Responding to the revenue challenge

Intel’s management are realists and they expect global PC sales to continue to crimp growth. Strategically they have identified ‘the cloud’ as the most important trend in shaping the future of technology. According to Intel, the cloud will enable a change in the relationship individuals have with technology, as appliances and devices become increasingly connected to each other. Product development is now increasingly focused on the strategic goal of transforming the business into one which is less reliant on growth from PC-related revenues and more leveraged to growth from the cloud. The significant amounts of computing power required for this industry transformation play to Intel’s strength.
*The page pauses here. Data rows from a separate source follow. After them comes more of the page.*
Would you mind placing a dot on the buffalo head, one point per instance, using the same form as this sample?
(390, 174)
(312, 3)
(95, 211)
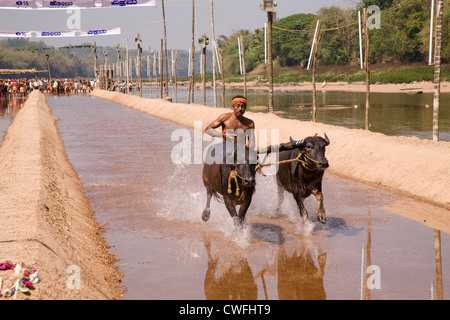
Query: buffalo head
(244, 161)
(314, 150)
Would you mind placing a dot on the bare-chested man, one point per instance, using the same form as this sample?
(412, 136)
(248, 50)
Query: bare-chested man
(234, 126)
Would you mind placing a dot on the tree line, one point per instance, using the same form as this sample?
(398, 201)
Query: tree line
(403, 38)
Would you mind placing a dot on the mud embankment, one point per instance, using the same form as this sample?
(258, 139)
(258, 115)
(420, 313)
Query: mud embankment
(46, 220)
(406, 165)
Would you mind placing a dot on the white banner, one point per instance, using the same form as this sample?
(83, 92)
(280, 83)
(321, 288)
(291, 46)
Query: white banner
(59, 34)
(80, 4)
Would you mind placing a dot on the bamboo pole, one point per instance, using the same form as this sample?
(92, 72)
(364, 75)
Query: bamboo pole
(175, 74)
(366, 34)
(191, 79)
(314, 63)
(213, 50)
(161, 66)
(269, 46)
(204, 69)
(438, 263)
(166, 88)
(243, 66)
(150, 72)
(437, 68)
(430, 51)
(223, 77)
Technology innovation is embedded in the company’s DNA, as is the ethos echoed by former CEO, Andy Grove, that “only the paranoid survive”. Being the leader in revolutionary technology is the objective, hence the relatively high 20% of sales revenue spent on research and development. Growth in the data centre division, which best reflects their cloud strategy, has been in the high single digits in the last two years and accounted for around 30% of revenues in 2016.
2017 has seen a myriad of new product launches, primarily targeted at cloud customers. These new product launches along with the product pipeline are positioning Intel to be a leading supplier of chips not only in PCs, but extending to cloud applications, automotive and 5G communication industries. 
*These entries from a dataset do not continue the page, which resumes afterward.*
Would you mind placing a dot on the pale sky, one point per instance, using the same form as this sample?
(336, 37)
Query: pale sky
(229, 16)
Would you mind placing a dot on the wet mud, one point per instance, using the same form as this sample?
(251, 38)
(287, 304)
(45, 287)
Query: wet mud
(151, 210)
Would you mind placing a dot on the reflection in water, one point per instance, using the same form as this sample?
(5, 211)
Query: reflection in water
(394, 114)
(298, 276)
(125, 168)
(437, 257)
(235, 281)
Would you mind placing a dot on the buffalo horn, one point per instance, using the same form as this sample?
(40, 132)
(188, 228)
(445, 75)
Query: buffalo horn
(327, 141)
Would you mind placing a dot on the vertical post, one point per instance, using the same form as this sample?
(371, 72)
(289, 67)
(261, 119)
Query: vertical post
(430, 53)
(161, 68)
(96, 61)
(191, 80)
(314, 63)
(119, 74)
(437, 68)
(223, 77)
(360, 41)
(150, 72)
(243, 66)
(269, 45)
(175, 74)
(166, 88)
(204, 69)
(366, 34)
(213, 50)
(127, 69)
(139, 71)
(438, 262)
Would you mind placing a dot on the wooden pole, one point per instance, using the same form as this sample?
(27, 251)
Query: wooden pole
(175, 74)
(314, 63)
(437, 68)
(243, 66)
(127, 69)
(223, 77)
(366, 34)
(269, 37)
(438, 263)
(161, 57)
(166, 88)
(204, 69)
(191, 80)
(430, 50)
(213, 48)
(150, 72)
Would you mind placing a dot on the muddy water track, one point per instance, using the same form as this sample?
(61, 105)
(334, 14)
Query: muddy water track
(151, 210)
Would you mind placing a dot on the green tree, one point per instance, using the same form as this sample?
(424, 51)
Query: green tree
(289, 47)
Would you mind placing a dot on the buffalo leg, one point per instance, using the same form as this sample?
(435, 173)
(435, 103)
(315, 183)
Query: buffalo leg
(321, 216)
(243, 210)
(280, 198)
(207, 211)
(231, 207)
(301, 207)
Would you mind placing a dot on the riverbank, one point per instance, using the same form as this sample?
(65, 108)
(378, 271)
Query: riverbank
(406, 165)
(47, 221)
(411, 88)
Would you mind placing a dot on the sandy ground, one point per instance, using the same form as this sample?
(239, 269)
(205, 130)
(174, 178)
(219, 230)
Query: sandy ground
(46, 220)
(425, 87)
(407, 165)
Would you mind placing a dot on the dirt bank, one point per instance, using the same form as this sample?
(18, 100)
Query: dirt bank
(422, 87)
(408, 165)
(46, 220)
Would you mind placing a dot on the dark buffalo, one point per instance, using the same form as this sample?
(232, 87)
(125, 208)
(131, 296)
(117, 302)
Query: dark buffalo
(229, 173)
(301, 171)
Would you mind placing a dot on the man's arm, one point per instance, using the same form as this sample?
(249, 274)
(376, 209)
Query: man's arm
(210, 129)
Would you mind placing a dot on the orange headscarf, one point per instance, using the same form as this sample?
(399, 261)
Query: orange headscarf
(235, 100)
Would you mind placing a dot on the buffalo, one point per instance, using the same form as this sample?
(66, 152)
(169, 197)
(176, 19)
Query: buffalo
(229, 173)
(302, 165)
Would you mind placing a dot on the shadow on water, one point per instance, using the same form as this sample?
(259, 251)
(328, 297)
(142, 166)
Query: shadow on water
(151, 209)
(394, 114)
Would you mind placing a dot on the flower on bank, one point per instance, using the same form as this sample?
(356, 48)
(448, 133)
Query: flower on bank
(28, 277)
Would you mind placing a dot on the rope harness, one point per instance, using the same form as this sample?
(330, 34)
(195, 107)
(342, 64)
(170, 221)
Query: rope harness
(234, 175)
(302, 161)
“Start with a growing market. Swim in a stream that becomes a river and ultimately an ocean. Be a leader in that market, not a follower, and constantly build the best products possible.”
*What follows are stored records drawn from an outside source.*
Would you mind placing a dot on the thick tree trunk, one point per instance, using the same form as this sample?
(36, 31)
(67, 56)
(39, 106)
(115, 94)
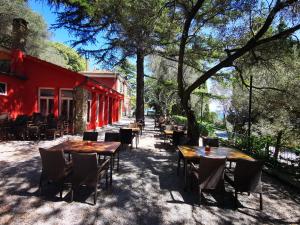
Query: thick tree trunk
(139, 114)
(278, 144)
(192, 129)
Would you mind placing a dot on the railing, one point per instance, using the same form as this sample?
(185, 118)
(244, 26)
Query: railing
(288, 160)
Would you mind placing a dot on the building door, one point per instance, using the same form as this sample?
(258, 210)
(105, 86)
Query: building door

Robert Noyce, Intel’s co-founder and co-inventor of the integrated circuit

The market has been justifiably concerned about declines in PC business and a share price that is little changed in three years. In our view, Intel have done well to maintain PC revenues and margins amid the declining market and have concurrently been transforming the company from being PC-centric to a data-centric powerhouse. As shareholders, we understand this sort of transformation takes time and investment, and we do not think current share prices give credit to a company that is maintaining a meaningful PC business in challenging conditions, whilst at the same time positioning the broader business for long term growth. While this transformation progresses, we have seen the opportunity to buy the market leader in semiconductors at an attractive valuation with a thesis that is supported by evolving revenue sources. Considered together with a solid 3% dividend   double the rate of its sector peers   we are being paid to wait for the new revenue streams currently sitting deep within the sanctity of the fabs.